I think not. My stock answer is, "I don't knit for other people." This is not strictly true. I have been known to crank out Wallabys for the grandchildren, socks for the daughters, an occasional charity item if I'm feeling charitable. I will knit for you if you have won my heart, no doubt about that.
The fact of the matter is, I don't live to knit for others. I'm a frustrated painter and sculptor. I can't draw a straight line. But I love color and texture. I love the fiber in my hands. I have momentary flashes of design inspiration that I try to translate into knitted reality. I did not learn to knit and study knitting all these years to make someone a Wool-Ease pullover.

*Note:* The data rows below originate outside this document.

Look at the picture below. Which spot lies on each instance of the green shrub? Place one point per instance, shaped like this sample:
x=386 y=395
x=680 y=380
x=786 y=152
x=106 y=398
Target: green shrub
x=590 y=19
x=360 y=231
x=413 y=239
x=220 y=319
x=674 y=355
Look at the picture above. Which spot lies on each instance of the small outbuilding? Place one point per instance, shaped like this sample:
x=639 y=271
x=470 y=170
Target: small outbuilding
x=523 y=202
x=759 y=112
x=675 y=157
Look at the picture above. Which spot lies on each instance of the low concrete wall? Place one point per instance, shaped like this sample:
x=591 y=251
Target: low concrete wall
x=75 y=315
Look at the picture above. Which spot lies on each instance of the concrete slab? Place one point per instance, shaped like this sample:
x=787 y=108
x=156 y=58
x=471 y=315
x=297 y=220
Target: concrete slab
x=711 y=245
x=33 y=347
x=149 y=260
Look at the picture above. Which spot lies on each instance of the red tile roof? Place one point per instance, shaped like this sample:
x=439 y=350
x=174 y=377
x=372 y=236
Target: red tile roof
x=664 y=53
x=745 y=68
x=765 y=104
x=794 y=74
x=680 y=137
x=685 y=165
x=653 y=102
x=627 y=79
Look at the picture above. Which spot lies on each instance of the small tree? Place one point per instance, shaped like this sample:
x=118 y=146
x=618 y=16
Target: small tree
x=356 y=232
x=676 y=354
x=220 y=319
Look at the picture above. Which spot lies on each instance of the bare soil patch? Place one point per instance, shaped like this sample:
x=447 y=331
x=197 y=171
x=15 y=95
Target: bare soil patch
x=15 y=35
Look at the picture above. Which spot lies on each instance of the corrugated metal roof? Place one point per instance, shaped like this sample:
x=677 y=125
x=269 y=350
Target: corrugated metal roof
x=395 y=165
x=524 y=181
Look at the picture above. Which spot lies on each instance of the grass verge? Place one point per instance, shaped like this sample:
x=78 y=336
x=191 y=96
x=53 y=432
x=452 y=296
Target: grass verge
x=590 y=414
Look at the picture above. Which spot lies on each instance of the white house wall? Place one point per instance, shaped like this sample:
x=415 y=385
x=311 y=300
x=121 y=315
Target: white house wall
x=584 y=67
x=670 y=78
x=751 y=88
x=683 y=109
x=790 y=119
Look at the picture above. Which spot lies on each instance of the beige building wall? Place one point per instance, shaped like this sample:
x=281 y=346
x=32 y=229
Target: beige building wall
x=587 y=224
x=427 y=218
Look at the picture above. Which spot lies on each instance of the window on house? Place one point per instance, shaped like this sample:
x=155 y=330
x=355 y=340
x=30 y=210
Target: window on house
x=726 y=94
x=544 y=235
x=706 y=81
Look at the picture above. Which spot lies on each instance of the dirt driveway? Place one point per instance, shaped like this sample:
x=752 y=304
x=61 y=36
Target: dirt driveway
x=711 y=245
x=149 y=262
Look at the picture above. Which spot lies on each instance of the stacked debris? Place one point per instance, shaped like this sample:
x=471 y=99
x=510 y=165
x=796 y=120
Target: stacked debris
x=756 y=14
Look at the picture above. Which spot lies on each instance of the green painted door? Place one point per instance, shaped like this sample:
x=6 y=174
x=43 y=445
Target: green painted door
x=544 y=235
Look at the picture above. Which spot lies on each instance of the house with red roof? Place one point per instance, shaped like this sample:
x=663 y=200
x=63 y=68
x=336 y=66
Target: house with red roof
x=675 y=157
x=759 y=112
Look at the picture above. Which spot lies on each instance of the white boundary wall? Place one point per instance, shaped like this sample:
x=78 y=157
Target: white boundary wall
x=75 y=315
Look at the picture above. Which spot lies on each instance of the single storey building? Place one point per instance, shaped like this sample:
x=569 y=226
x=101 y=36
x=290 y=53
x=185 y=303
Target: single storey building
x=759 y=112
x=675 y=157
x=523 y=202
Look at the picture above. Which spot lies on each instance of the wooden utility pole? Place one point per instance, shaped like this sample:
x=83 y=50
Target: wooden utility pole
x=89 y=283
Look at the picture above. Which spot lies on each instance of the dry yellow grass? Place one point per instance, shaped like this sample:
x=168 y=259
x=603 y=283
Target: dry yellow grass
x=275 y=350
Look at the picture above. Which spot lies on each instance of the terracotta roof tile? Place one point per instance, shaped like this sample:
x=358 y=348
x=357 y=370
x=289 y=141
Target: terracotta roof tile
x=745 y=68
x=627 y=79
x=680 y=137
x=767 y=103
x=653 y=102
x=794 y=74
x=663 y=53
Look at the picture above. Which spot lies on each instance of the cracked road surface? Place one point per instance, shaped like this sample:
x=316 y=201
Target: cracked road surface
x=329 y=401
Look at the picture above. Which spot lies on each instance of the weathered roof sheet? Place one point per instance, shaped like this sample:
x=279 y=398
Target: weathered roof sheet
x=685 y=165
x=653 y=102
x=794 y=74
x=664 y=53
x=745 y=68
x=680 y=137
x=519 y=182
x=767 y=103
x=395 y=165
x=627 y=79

The funny thing is, when I explain to those in dire need of one of my garments that it takes weeks and weeks and frequently months from start to finish and that I do what I do for the aforementioned reasons, they offer to pay me, without understanding that it is not a question of money, it is a question of design freedom and personal satisfaction.
And then get offended when I turn down their, um, generous offer of cash. So my solution--I do a rough calculation in my head of what it would cost them for one of my sweaters, using a base of $10 an hour, which is pretty cheap, all things being equal. And then I tell them.
Works for me. Am I an artiste with an attitude? Maybe. Maybe it's a question of educating the masses, not knitting for them.